The banners are being hosted not only in Manger Square but also in nearby Duheisha refugee camp, home to nearly 15,000 Palestinians who fled or were expelled from their homes by Zionist militias in the 1948 war that led to the creation of the state of Israel.
In Jordan on Saturday, the pope met with Syrian refugee children, and on Sunday he plans to meet with children in Duheisha where he will see the banners.
As the Syrian conflict has driven a massive exodus from the country in recent years, the situation of Palestinian refugees — who have been denied the right of return to their homes by Israel for 66 years — looms large in the background.
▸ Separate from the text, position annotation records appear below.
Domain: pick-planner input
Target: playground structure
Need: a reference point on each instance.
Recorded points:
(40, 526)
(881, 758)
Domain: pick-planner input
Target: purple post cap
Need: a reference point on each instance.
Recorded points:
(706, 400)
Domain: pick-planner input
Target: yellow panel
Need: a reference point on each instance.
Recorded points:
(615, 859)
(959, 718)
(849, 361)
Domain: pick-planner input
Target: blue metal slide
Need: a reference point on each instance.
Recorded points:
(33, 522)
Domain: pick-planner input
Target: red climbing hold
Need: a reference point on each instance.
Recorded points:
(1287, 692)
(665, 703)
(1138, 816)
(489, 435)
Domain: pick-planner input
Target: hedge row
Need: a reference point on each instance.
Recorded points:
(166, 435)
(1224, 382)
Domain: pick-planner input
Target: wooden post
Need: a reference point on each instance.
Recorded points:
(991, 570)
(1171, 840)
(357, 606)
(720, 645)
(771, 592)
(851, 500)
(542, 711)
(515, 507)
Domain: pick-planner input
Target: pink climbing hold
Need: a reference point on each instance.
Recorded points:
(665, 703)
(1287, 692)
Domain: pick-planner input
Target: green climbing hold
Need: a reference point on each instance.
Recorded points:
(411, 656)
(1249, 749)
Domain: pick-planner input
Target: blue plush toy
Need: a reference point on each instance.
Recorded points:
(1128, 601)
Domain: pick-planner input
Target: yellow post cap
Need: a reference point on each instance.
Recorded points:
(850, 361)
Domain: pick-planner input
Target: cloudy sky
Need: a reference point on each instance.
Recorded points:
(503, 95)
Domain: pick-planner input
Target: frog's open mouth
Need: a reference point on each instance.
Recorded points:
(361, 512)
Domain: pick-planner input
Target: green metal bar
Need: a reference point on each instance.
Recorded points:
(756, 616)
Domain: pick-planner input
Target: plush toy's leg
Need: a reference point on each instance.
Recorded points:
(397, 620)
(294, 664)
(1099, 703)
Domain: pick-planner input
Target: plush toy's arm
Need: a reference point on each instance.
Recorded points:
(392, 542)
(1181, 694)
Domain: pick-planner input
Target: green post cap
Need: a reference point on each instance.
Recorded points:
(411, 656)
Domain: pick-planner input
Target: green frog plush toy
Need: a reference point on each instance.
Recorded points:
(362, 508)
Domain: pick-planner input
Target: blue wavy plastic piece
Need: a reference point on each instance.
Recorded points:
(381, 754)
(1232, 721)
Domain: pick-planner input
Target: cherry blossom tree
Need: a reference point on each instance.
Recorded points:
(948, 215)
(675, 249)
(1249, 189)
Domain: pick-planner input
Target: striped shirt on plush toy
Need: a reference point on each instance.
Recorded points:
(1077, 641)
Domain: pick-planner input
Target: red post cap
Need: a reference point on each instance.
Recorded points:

“What does it mean to be humiliated for so long?” Persekian asks. “What does it tell us about faith of the dispossessed people?”
The juxtaposition of classical paintings beside black-and-white photographs creates a powerful parallel that highlights the universality of suffering even as it draws upon specific historical examples.
At the same time, Persekian says that the works hold a mirror up to the Western world and the disparate responses it has had to the suffering of the most famous Palestinian martyr Jesus and the suffering of his ancestors, the contemporary Palestinians.
“How has the world looked at and treated the Palestinians, especially the Western world where the majority is Christian? How have they applied these values?” he asked.
These questions will be at the forefront of many minds on Sunday, as the pope — who is the head of a church of more than 1 billion people worldwide — comes to visit the little town of Bethlehem.